Als ich gestern Abend durch Stuttgart lief, sah ich die ersten Wahlplakate. Der Südwesten bereitet sich vor. Die Landtagswahl rückt näher. Und mittendrin steht Manuel Hagel, CDU-Spitzenkandidat, der gerade einen politischen Sturm erlebt. Die Grünen gehen hart ins Gericht mit ihm.
Seit Wochen dominiert ein Thema die Schlagzeilen: Hagels Vergangenheit. Die Grünen werfen ihm vor, in seiner Zeit als Staatssekretär Fehler gemacht zu haben. «Die Wähler haben ein Recht auf Transparenz», sagt ein Grünen-Politiker im Interview. Doch ist das wirklich Aufklärung? Oder schon Wahlkampf-Taktik? Die Grenzen verschwimmen. Ich erinnere mich an frühere Wahlkämpfe. So aggressiv war es selten. Hagel selbst bleibt erstaunlich gelassen. Er kontert mit Sachthemen. Wirtschaft, Bildung, Infrastruktur – das sind seine Punkte. Doch die mediale Aufmerksamkeit gilt den Vorwürfen. Ein klassisches Dilemma im modernen Wahlkampf. Die Grünen verteidigen ihre Regierungsbilanz. Gleichzeitig greifen sie den Herausforderer an. Eine bewährte Strategie. Aber funktioniert sie noch? Die Umfragen bleiben knapp. Baden-Württemberg ist politisch traditionell gemäßigt.
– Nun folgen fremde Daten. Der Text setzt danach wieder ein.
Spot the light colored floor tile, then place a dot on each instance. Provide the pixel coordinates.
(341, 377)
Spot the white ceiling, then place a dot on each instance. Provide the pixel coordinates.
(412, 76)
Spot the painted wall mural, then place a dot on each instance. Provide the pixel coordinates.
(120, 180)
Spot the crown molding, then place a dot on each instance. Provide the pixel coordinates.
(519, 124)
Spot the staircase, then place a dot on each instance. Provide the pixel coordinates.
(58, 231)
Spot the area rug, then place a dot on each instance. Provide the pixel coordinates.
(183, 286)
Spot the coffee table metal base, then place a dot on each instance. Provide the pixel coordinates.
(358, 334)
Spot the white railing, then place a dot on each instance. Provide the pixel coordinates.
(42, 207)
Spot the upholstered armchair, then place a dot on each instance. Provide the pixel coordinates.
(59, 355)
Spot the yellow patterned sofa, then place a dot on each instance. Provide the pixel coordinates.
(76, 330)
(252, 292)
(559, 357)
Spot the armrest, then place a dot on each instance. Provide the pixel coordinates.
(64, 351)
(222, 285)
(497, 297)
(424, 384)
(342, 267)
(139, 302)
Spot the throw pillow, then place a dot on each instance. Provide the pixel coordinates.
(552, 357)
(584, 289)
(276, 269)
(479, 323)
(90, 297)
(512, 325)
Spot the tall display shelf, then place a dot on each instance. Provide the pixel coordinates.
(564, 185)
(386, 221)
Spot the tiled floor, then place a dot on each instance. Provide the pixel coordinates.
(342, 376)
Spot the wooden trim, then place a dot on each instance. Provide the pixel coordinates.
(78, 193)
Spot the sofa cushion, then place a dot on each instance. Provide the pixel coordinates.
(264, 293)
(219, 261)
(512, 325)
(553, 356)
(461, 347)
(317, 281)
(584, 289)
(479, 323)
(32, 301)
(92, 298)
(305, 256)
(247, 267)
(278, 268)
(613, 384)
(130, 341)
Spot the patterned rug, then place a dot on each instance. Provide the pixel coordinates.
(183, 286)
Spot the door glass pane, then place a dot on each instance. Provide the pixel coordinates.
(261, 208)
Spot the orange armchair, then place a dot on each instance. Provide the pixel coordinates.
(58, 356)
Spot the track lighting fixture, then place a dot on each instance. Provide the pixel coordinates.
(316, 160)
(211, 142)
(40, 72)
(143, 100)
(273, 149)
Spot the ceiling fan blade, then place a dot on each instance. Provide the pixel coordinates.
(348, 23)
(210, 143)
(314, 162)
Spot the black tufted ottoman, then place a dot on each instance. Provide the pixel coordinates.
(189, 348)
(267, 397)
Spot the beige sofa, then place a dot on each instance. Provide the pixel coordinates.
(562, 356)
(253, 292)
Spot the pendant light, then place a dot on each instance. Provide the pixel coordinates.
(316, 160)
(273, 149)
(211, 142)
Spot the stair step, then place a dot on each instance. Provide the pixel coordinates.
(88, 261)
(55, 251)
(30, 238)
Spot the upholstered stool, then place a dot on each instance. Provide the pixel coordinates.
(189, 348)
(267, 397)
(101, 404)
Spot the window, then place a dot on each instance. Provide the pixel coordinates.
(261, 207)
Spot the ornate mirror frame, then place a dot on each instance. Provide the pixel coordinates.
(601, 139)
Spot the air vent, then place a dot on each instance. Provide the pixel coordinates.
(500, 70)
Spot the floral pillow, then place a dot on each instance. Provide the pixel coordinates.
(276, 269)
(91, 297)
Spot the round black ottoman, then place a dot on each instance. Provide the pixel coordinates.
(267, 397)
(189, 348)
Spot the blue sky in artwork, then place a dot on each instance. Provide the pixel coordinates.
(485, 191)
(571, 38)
Was wir erleben, ist mehr als ein normaler Wahlkampf. Es ist ein Kampf um die politische Deutungshoheit im Südwesten. Die nächsten Wochen werden zeigen, ob Sachpolitik oder Personaldebatte gewinnt. Ich bin gespannt, wie die Wähler entscheiden. Am Ende zählt ihre Stimme.